Experimental model and subject details
Animals
All mouse protocols were in accordance with Cold Spring Harbor Laboratory’s Institutional Animal Care and Use Committee guidelines. The severe SMA model (Smn−/−; SMN22TG/0) was generated as previously described (Riessland et al., 2010). Animals were housed in groups and fed standard chow diets. Mice of the same age and of both sexes were used for the studies. Weights were monitored on a daily basis, and animals were sacrificed at day 7 and tissues were harvested.
Genotyping
For each animal, the genotype was verified by PCR reactions using tail-tip DNA. Primer sequences and PCR conditions were previously described (Rigo et al., 2014).
Administration of Oligonucleotides to hSMN2 Transgenic Mice
Oligonucleotide solutions in saline were injected subcutaneously into the upper back at P0 and P1 with a 5-mL syringe and 33-gauge custom removable needle (Hamilton) as described (Hua et al., 2011). All drugs were injected subcutaneously before P3, contralateral to the oligonucleotide-injection site, with TSA (10 mg/kg) or VPA (10 mg/kg) or vehicle. Mouse tissues and organs, including liver, thigh muscles, kidney, and spinal cord, were snap-frozen in liquid N2 and stored at −70 °C.
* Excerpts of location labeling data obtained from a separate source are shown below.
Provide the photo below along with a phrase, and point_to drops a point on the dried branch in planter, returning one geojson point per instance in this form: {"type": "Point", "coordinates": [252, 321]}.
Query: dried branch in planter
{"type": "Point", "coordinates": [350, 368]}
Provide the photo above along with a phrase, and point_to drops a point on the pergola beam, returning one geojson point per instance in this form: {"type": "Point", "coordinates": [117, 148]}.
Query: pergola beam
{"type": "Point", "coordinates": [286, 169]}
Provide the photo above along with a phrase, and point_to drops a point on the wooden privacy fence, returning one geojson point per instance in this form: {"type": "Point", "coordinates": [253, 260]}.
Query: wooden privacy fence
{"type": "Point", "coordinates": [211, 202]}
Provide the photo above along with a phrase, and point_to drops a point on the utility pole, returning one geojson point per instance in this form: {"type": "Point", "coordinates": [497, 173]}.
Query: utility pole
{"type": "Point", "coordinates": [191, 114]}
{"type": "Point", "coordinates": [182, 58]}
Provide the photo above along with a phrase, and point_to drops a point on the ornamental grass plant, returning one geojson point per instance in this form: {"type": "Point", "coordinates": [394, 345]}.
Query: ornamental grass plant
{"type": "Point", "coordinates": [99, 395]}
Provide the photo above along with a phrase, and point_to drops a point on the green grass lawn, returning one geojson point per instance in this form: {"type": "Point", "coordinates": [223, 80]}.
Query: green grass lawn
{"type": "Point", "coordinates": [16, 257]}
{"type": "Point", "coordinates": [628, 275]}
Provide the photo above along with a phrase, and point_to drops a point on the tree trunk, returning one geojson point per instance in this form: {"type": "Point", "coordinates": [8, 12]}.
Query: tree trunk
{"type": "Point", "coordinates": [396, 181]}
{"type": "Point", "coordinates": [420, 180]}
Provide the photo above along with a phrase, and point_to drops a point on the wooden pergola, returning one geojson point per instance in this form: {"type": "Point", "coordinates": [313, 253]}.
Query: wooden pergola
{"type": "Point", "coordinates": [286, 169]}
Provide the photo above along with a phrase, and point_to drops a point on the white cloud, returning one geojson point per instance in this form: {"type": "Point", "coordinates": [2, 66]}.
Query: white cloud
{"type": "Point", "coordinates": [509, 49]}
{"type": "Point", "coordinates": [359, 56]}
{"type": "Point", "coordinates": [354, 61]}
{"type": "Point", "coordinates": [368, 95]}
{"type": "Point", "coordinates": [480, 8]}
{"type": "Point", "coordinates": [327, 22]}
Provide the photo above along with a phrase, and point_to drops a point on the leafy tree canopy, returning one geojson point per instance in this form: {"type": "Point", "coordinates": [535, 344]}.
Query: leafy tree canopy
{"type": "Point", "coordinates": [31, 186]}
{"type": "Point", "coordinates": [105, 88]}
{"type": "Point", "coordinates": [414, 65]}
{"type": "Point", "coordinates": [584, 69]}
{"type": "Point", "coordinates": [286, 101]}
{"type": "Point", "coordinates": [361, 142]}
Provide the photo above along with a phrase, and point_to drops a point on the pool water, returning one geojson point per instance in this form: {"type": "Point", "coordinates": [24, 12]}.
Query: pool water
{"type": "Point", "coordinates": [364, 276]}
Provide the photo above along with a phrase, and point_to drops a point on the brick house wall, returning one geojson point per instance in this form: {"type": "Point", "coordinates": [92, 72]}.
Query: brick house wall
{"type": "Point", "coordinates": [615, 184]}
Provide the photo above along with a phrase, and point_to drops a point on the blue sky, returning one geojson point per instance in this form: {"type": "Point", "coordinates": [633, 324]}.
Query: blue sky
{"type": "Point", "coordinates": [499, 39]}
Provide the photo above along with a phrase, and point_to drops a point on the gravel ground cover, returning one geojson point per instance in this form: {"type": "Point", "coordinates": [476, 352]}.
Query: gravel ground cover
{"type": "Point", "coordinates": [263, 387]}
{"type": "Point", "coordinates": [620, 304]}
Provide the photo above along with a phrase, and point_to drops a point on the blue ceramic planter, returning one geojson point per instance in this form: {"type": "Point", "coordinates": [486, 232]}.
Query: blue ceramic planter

Power calculations were done according to standard requirements for animal-protocol approval by CSHL IACUC. Based on anticipated effect sizes, we aimed to have 12–15 pups per group for the survival analysis. Because the crosses to obtain SMA mice yield ~50% of non-SMA heterozygote mice, we needed a total of 120 pups to obtain ~60 SMA mice (15 pups x 4 treatments) for each HDAC inhibitor treatment with its own controls. To obtain this number of mice, a total of 60 breeding cages were used.
The number of 12–15 pups per group was decided following the conditions of a Hua et al., 2011. This number was chosen in order to test the effect of VPA/TSA on ASO1 therapy with inferential statistics (i.e., using p-values) and at the same time to avoid sacrificing an excessive number of mice, according to https://research.usu.edu//irb/wp-content/uploads/sites/12/2015/08/A_Researchers_Guide_to_Power_Analysis_USU.pdf and to the NIH Guide for the Care and Use of Laboratory Animals (2011).
Method details
Antisense oligonucleotide synthesis
ASO1 (5′-ATTCACTTTCATAATGCTGG-3′), a seven-mismatch control (5′-AATCATTTGCTTCATACAGG-3′) and ASO2 (5′-AAAGTATGTTTCTTCCACAC-3′) 2′-O-methoxyethyl-modified oligonucleotides with phosphorothioate backbone and all 5-methyl cytosines were purchased from IDT, and a 2′-OMe-modified phosphorothioate oligonucleotide (5′-AUUCACUUUCAUAAUGCUGG-3′) (Hua et al, 2008) was purchased from TriLink. The oligonucleotides were dissolved in 0.9% w/v saline.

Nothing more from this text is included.